Closed alisterburt closed 1 year ago
Thanks @alisterburt for this proposal.
I went through the discussion in https://github.com/dask-contrib/dask-ctl/issues/61, and I'm not sure of the outcome. @jacobtomlinson do you think the change here are necessary or should we wait for a PR in dask-ctl
?
Thank you for taking the time to go through the PR/discussion @guillaumeeb!
I think the correct answer here depends on how you think dask-jobqueue users should ideally configure their clusters moving forwards. Is that through a jobqueue config or a dask-ctl config? There is a valid argument against having both, but...

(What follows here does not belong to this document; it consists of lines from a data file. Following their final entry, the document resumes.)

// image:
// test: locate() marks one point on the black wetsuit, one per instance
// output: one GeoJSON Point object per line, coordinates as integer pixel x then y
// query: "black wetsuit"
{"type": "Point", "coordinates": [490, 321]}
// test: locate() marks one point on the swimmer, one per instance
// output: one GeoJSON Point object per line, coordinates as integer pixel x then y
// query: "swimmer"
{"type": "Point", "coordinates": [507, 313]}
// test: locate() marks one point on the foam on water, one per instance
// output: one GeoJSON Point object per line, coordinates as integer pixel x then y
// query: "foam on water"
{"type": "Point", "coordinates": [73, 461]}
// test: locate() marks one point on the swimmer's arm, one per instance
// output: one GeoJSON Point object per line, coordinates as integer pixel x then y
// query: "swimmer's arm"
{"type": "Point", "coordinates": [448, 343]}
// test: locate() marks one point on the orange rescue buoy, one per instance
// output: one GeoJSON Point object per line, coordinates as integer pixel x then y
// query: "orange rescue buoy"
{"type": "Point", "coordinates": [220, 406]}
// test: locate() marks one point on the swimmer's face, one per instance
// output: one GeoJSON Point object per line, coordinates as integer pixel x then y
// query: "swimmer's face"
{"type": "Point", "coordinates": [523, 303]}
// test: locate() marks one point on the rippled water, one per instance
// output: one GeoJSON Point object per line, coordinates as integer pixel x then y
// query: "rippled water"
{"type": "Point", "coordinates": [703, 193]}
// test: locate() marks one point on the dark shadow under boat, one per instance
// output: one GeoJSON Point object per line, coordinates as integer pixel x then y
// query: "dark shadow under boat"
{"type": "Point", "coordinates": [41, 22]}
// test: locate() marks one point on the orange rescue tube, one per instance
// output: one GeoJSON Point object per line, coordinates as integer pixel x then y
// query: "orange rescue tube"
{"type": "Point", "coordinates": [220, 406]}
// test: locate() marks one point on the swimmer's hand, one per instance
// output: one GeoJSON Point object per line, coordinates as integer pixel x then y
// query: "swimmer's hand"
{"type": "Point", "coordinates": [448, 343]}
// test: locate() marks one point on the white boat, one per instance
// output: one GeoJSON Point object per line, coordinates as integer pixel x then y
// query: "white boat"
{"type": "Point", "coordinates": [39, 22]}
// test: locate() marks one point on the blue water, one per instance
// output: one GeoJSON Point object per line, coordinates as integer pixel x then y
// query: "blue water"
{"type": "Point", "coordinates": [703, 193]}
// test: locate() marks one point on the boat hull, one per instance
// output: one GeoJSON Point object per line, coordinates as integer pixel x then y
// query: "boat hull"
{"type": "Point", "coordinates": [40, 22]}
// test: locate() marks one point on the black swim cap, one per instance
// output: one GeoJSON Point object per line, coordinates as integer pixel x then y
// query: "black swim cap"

I see the two PRs (this and the future one in dask-ctl) as orthogonal and complementary unless there is an effort to move to using dask-ctl as the only way to create/manage clusters in the dask ecosystem
fixed the silly test failure but workflow requires re-approval from a maintainer 🙂
@guillaumeeb @jacobtomlinson thank you both for the reviews!
@guillaumeeb as there currently is no consensus around whether this PR is wanted I will hold off on updating for now.
@jacobtomlinson I am completely on board with the centralisation of cluster lifecycle management in dask-ctl, one of the main reasons for this PR was to simplify the implementation of dask-ctl discovery in dask-jobqueue in a followup PR 🙂
The problem this PR solves is "How can admins preconfigure user environments with some cluster templates?". The discussion in dask-ctl solves the same problem but for everyone.
The goal of dask-ctl is to be a control plane for all Dask clusters. It wont be the only way to do things but it will be the most consistent and convenient way to do cluster lifecycle things.
I expect in the future that users can still use the individual libraries directly to "pull the cables and move the flaps" if they want to.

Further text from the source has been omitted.